Jota.pê fala sobre Grammy, carreira e rede de apoio: “Ficha não caiu”

São Paulo — Já se passaram mais de duas semanas desde que a 25ª Edição do Grammy Latino aconteceu, mas para o brasileiro com mais vitórias daquela noite, o paulista Jota.pê, a “ficha ainda não caiu”.

“Eu acho que vai demorar um tempo.
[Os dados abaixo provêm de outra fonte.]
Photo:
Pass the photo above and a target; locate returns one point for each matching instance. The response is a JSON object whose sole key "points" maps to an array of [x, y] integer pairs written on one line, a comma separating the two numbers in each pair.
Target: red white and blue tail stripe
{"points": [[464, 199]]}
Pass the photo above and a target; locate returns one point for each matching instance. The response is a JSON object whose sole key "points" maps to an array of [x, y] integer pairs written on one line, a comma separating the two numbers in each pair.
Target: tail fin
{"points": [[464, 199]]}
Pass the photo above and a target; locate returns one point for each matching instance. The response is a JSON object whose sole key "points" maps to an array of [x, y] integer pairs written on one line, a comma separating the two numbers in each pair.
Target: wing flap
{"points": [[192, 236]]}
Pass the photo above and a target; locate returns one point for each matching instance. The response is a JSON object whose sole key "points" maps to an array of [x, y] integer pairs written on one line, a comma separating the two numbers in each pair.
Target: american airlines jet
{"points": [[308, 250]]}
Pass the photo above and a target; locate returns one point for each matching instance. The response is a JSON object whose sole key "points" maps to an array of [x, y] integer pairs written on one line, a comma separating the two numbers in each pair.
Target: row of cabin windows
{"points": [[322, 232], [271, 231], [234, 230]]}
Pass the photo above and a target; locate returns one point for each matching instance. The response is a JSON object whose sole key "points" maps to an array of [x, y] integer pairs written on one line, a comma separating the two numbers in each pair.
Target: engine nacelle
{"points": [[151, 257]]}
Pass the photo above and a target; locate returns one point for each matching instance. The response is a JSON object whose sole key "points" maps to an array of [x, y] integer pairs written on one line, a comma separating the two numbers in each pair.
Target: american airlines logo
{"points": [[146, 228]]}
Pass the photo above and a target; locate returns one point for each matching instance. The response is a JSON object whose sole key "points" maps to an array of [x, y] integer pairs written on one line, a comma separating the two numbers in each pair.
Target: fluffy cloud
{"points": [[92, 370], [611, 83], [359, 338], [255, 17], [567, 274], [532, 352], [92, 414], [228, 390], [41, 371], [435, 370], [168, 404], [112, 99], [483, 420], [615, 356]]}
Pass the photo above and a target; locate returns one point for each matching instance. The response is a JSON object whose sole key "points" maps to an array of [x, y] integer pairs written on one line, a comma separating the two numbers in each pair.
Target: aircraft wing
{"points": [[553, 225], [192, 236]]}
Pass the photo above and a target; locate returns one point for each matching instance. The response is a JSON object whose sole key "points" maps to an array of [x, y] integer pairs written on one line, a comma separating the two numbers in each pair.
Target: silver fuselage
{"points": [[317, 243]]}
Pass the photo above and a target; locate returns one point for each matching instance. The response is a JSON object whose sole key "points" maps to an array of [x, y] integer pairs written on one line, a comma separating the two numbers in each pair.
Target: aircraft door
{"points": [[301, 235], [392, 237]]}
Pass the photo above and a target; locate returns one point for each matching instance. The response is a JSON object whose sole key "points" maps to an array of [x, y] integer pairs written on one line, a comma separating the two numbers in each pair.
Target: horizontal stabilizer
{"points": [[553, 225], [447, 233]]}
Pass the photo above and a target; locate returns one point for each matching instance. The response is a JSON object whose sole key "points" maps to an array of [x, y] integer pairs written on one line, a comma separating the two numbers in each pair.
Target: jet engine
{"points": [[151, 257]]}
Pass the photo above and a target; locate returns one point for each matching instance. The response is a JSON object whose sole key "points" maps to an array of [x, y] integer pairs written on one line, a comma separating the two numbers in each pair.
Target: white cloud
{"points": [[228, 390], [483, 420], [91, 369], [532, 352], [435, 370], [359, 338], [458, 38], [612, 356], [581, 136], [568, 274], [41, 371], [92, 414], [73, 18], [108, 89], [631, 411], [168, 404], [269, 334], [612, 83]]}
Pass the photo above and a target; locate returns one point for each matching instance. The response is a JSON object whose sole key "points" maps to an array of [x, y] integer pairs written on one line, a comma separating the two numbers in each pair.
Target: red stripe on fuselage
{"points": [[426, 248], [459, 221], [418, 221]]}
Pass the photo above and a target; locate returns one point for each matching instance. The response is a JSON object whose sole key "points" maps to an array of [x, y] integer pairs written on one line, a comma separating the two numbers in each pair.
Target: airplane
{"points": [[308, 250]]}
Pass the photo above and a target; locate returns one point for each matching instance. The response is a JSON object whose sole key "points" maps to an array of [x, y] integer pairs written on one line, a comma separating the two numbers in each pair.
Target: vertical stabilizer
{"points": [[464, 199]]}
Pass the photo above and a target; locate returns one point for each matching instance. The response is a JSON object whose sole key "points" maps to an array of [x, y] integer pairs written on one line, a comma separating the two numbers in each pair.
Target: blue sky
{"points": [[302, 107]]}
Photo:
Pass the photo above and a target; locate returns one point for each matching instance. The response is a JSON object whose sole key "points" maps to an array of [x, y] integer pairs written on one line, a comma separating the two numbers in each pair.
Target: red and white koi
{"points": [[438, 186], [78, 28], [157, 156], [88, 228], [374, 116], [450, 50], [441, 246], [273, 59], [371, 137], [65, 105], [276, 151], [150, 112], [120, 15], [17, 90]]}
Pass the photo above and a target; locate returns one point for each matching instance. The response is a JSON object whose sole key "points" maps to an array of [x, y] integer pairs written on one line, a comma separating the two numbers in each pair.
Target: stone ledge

É a parada mais incrível que aconteceu na minha vida até agora”, diz o cantor de 31 anos, em entrevista exclusiva ao Metrópoles.

Jota.pê parece ainda ecoar a mesma surpresa com a qual reagiu ao ter seu nome anunciado pela primeira vez, no evento em Miami, nos Estados Unidos, no dia 14 de novembro.

Foi com as mãos no rosto, como quem não consegue conter o próprio espanto, que ele andou em meio a plateia e subiu ao palco do Grammy Latino para ser consagrado vencedor na categoria “Melhor Álbum de Música Popular Brasileira/Música Afro Portuguesa Brasileira”, com o trabalho “Se Meu Peito Fosse Mundo”.

Concorriam com ele na categoria nomes como Elza Soares, Marisa Monte, Djavan e Milton Nascimento e Chitãozinho e Xororó.

“Num primeiro momento eu não acreditei muito, mas como a galera que estava à minha volta gritou muito, eu falei, ‘não, pera, então tá certo, então é isso mesmo’”.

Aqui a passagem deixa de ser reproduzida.